Há algum tempo, tive a oportunidade de trabalhar com um executivo estrangeiro, que vou chamar de Michel, em um processo de coaching para seu desenvolvimento. Um profissional de elevada capacidade técnica, com um recorde invejável de resultados em suas operações e com uma reputação de bom líder de pessoas, ao longo de mais de 20 anos em uma empresa global. Essas qualidades lhe renderam uma ascensão segura e contínua até certo nível, mas chegou a um platô que o preocupou. Foi nesse momento que trabalhamos em seu plano de desenvolvimento durante um processo breve de coaching.

Alguns feedbacks de pessoas que trabalhavam com ele, incluindo o chefe e pares, sugeriam que ele fosse mais expressivo ou assertivo em sua comunicação. Esta característica era visível também em seu primeiro contato com as pessoas, pois não demonstrava reações faciais ou gestuais resultantes das interações que tinha.

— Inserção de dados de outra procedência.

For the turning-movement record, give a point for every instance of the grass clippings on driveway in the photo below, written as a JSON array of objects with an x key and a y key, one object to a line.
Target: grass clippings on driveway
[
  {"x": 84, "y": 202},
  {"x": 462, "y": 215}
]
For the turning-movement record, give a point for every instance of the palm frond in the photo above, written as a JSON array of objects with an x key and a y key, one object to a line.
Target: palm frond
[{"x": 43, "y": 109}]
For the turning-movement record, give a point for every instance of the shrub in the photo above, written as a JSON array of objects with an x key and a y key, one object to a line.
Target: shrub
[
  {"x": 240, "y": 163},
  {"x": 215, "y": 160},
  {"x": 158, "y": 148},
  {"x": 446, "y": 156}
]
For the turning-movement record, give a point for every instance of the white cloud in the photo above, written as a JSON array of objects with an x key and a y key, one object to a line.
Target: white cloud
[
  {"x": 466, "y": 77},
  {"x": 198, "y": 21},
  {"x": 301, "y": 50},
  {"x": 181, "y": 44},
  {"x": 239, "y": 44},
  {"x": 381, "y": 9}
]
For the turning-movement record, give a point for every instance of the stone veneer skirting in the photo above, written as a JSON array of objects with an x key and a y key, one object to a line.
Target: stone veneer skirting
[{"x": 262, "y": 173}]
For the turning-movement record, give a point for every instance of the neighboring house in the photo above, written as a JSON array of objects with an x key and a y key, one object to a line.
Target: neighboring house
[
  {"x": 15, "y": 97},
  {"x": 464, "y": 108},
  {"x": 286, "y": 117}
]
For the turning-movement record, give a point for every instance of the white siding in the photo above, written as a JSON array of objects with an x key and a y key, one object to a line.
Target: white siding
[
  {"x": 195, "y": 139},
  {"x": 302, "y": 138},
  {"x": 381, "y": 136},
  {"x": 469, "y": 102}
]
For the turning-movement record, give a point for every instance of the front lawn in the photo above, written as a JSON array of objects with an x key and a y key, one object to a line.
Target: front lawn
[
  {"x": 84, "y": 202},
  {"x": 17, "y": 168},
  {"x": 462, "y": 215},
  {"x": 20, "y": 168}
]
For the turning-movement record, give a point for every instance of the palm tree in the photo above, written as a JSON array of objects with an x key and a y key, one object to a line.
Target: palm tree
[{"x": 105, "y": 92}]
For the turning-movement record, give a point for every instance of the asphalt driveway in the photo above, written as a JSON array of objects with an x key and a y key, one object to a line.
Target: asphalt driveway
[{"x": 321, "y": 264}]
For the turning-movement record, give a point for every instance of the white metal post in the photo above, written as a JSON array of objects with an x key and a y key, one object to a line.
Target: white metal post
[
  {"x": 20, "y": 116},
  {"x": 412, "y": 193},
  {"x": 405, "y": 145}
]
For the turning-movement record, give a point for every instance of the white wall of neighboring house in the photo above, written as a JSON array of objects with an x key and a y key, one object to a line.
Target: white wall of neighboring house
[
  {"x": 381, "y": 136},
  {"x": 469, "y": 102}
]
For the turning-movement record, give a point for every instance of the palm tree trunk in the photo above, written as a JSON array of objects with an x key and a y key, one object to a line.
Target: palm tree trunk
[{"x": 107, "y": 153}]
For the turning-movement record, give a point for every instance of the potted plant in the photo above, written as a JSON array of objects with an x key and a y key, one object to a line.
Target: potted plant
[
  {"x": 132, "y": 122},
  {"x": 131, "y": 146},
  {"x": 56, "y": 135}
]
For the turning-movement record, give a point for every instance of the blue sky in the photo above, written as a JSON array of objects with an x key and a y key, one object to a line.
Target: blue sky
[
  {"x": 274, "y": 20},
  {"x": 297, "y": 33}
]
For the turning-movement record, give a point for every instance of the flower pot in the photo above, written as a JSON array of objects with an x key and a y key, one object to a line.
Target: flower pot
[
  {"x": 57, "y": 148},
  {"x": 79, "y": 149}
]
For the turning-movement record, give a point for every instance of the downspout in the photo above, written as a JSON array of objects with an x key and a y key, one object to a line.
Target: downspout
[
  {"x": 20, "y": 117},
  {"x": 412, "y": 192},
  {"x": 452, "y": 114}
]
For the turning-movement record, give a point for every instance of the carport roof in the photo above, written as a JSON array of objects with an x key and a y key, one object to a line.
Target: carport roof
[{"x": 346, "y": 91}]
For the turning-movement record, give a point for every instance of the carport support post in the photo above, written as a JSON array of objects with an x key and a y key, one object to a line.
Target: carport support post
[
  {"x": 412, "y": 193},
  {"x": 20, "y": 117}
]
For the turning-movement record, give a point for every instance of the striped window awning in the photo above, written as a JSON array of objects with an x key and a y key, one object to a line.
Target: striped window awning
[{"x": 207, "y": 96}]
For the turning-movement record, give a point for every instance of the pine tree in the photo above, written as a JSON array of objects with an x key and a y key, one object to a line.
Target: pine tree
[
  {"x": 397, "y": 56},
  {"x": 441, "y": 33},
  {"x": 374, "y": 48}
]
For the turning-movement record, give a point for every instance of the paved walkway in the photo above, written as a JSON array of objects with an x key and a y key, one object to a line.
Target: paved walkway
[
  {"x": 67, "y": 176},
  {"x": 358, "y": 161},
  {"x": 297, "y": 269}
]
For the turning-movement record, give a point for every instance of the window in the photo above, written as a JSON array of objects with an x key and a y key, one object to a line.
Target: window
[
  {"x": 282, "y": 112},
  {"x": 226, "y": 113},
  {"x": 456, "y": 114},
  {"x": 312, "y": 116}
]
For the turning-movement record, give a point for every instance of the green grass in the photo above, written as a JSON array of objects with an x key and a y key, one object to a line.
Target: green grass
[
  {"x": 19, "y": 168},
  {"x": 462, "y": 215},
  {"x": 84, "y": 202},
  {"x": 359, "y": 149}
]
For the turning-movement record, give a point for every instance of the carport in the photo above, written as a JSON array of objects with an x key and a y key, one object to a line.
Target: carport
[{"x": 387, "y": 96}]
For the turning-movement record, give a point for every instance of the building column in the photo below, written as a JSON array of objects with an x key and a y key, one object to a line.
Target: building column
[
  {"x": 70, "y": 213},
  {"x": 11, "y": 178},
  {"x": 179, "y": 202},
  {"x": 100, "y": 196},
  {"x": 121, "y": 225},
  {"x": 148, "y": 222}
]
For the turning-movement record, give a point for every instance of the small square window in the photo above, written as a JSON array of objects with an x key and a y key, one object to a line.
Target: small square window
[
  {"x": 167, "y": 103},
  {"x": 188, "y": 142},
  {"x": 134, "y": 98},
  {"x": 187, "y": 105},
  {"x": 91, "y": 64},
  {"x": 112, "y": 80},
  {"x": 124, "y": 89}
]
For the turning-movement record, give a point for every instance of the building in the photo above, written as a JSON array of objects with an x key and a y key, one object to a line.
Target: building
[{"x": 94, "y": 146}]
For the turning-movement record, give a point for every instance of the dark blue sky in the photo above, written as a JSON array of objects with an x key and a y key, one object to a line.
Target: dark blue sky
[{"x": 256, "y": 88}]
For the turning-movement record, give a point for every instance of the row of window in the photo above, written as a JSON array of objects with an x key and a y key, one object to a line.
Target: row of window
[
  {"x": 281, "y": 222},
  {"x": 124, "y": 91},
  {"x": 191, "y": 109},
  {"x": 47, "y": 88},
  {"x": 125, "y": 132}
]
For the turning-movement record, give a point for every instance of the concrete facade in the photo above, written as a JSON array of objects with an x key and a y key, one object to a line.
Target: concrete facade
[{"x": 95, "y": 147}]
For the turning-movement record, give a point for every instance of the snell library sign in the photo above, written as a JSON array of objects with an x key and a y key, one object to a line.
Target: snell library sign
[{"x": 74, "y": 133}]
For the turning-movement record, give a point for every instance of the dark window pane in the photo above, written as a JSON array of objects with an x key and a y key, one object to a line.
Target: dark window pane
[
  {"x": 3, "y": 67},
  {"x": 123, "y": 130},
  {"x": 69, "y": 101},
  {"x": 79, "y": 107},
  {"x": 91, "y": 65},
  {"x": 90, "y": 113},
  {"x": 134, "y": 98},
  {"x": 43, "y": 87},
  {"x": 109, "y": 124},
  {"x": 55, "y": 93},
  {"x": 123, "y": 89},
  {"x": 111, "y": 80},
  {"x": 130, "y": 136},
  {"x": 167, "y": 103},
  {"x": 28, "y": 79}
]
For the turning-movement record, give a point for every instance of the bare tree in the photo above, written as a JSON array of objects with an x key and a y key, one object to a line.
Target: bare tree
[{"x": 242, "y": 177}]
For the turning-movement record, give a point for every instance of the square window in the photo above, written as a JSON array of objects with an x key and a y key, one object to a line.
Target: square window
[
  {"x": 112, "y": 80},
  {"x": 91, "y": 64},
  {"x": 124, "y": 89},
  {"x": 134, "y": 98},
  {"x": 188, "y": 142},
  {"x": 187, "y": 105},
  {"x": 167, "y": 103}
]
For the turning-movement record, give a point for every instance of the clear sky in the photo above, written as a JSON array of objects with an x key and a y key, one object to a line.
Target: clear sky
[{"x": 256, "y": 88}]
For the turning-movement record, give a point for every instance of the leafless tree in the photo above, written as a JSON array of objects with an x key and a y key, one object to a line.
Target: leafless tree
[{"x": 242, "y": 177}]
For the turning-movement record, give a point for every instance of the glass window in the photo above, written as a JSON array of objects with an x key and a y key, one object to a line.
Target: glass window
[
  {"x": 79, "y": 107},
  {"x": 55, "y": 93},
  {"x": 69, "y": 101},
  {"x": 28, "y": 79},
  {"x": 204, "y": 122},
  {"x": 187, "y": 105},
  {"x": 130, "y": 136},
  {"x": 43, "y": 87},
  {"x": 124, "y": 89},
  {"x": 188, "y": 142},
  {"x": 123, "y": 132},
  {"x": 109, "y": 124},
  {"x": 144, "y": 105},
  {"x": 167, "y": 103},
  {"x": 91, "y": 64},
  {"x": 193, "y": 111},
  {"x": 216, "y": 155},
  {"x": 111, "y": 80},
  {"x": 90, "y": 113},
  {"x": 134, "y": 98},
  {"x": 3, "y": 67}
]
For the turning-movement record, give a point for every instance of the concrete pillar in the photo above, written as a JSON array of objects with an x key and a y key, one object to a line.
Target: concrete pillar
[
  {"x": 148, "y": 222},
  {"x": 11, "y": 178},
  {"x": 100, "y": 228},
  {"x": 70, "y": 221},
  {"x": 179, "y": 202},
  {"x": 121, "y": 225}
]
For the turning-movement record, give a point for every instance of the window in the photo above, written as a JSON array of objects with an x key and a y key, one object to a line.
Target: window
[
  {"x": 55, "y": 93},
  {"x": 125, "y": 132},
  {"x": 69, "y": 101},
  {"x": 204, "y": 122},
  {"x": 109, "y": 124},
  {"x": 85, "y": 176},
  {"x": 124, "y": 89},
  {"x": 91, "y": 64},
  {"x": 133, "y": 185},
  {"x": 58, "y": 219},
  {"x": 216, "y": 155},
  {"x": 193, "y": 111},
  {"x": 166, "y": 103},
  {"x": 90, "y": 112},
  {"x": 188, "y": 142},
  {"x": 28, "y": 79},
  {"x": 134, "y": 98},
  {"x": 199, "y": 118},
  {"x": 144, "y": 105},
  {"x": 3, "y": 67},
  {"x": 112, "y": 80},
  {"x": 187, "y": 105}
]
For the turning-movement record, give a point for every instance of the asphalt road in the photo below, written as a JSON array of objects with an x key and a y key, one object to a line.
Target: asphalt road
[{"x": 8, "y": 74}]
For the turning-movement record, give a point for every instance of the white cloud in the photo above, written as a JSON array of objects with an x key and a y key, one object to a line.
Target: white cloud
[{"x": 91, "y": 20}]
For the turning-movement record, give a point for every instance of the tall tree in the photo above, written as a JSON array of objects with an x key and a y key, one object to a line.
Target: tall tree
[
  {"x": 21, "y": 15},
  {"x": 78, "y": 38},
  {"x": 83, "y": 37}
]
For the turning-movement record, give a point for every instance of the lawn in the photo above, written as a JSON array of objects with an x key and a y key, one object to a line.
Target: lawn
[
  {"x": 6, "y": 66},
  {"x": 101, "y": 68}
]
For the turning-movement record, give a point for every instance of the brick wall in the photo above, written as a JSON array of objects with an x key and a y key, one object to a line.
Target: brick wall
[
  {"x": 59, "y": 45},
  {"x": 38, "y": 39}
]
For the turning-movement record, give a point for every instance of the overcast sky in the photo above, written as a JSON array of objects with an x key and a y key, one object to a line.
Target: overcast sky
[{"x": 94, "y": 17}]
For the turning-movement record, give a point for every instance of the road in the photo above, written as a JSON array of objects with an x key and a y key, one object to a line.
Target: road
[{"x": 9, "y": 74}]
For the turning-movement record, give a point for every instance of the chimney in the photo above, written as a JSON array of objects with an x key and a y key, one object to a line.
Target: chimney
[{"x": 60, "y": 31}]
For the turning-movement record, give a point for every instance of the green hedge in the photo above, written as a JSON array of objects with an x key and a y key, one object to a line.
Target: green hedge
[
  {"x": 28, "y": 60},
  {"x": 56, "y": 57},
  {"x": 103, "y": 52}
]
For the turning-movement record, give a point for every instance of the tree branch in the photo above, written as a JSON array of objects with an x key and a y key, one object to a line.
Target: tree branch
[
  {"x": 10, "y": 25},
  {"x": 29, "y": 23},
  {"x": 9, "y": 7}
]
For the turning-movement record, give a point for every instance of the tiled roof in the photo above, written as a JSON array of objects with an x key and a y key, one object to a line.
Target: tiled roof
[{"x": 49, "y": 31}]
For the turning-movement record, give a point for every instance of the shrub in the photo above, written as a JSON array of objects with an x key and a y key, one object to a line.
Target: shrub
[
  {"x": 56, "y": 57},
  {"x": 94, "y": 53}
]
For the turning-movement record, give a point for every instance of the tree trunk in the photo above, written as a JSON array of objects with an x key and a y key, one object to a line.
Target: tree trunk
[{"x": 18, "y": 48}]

Dizem que foi a cronista Danuza Leão que declarou, um dia, algo como: "Geralmente não temos uma segunda chance de causar uma boa primeira impressão". Esse era o caso de Michel. O mundo organizacional que é dominado pelos extrovertidos que causam, o tempo inteiro, impressões imediatas – boas ou ruins – não tem paciência para aquele tempo sem reações externas de Michel quando estava refletindo sobre a pessoa à sua frente.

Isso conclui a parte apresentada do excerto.